Yale’s new 24/7 vending machine is being advertised as a “wellness-to-go” feature and will sell the drug Plan B as well as condoms and lubrication. The machine will be installed in Silliman College’s Good Life Center prior to winter break.
“The point of this is to make Plan B more accessible and to make medications in general more accessible,” said Ileana Valdez, a Yale College Council student representative who spearheaded the installation, reports Yale Daily News. “Hopefully this will set a precedent for more machines to show up around campus that contain other things so Yale students don’t have to go out of their way to go to CVS, especially students from the new colleges.”

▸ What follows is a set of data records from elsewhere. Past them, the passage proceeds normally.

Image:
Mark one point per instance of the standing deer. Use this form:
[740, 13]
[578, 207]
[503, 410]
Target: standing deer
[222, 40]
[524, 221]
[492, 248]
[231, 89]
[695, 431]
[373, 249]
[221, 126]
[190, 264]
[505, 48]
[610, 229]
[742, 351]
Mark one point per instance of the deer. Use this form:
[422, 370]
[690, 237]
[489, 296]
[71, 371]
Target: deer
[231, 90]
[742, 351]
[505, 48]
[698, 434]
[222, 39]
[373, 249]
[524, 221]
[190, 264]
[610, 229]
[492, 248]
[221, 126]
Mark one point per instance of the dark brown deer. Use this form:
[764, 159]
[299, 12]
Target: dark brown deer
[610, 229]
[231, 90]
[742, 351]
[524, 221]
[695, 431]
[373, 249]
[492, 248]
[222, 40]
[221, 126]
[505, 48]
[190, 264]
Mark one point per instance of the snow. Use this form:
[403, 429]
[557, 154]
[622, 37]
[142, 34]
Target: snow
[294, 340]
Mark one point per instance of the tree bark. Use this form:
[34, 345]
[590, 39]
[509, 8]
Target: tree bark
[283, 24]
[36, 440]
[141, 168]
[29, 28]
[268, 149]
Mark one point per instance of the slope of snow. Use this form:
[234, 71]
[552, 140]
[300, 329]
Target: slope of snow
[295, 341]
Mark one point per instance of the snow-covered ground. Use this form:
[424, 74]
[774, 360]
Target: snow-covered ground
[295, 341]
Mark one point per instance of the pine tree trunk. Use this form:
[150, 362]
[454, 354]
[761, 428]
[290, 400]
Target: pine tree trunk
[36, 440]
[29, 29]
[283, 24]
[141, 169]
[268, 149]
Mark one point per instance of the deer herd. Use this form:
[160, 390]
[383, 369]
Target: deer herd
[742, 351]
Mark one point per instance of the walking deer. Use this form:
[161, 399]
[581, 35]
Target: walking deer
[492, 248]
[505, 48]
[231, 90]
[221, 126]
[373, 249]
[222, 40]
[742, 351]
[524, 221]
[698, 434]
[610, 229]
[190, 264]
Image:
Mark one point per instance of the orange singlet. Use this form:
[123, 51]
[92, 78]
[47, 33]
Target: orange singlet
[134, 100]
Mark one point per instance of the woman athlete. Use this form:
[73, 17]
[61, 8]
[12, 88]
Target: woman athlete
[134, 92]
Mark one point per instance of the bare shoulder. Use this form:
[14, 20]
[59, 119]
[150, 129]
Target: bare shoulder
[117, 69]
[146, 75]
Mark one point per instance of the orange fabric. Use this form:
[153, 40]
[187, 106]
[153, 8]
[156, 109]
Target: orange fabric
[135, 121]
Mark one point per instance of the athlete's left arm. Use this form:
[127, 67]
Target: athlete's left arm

Student Grace Cheung said purchasing the morning-after drug from a vending machine is more convenient and less of a “humiliating process.”
At UCR, Planned Parenthood’s affiliate on campus distributed a survey in October to students, asking for comments about a vending machine on campus that would dispense Plan B, condoms, tampons, pads, and urinary tract infection and yeast infection drugs.
According to the Highlander, Planned Parenthood Generation Action (PPGA) believes that by installing the vending machines, “students can purchase a wide range of items throughout the day and night without having to worry about store hours and transportation,” or dealing with embarrassment.
Elizabeth Kavianian, a third-year public policy major who spearheaded the effort at UCR, said she views abstinence education as ineffective and that a vending machine dispensing morning-after drugs will encourage safe sex.
“[C]ollege students are at high risk because they face multiple barriers to receive care, like transportation, affordability, and fear of protest or conflict,” she said, adding the project “would enable students to have easy access to materials at an affordable, stigma-free rate.”
Kavianian promotes Comprehensive Sex Education.
“Without comprehensive education and safe access to preventative items, pregnancies and STI rates would surge,” she explained.
A national group of child and adolescent healthcare professionals, however, recently observed that after 40 years of comprehensive sex ed in schools, STDs, in fact, are “surging” and are actually at epidemic levels.
The American College of Pediatricians noted the Centers for Disease Control and Prevention (CDC) report that “abstinence from vaginal, anal, and oral intercourse is the only 100% effective way to prevent HIV, other STDs, and pregnancy.”
As recently as August, CDC released data revealing the number of cases of STDs had skyrocketed for the fourth consecutive year.
“We are in the midst of an absolute STD public health crisis in this country,” said David Harvey, executive director of the National Coalition of STD Directors.
Of the 20 million new STDs reported each year, about half occur among young people between the ages of 15 to 24.
However, sexual risk avoidance programs – which Kavianian asserted are ineffective – typically operate as authentic public health programs, in that they focus on promoting abstinence in young people as the primary means of preventing public health dangers that are sexually acquired.
The goal of the risk avoidance strategy, the pediatricians say, is to “encourage individuals to avoid all risk by not engaging in the high-risk behavior, and, if individuals are already engaged in high-risk behavior, to encourage them to stop the behavior and return to risk-free behavior.”
Yale and UCR join Stanford, Pomona College, Brandeis, the University of California, Davis and the University of California, Santa Barbara as schools that have installed vending machines that dispense the morning-after drugs.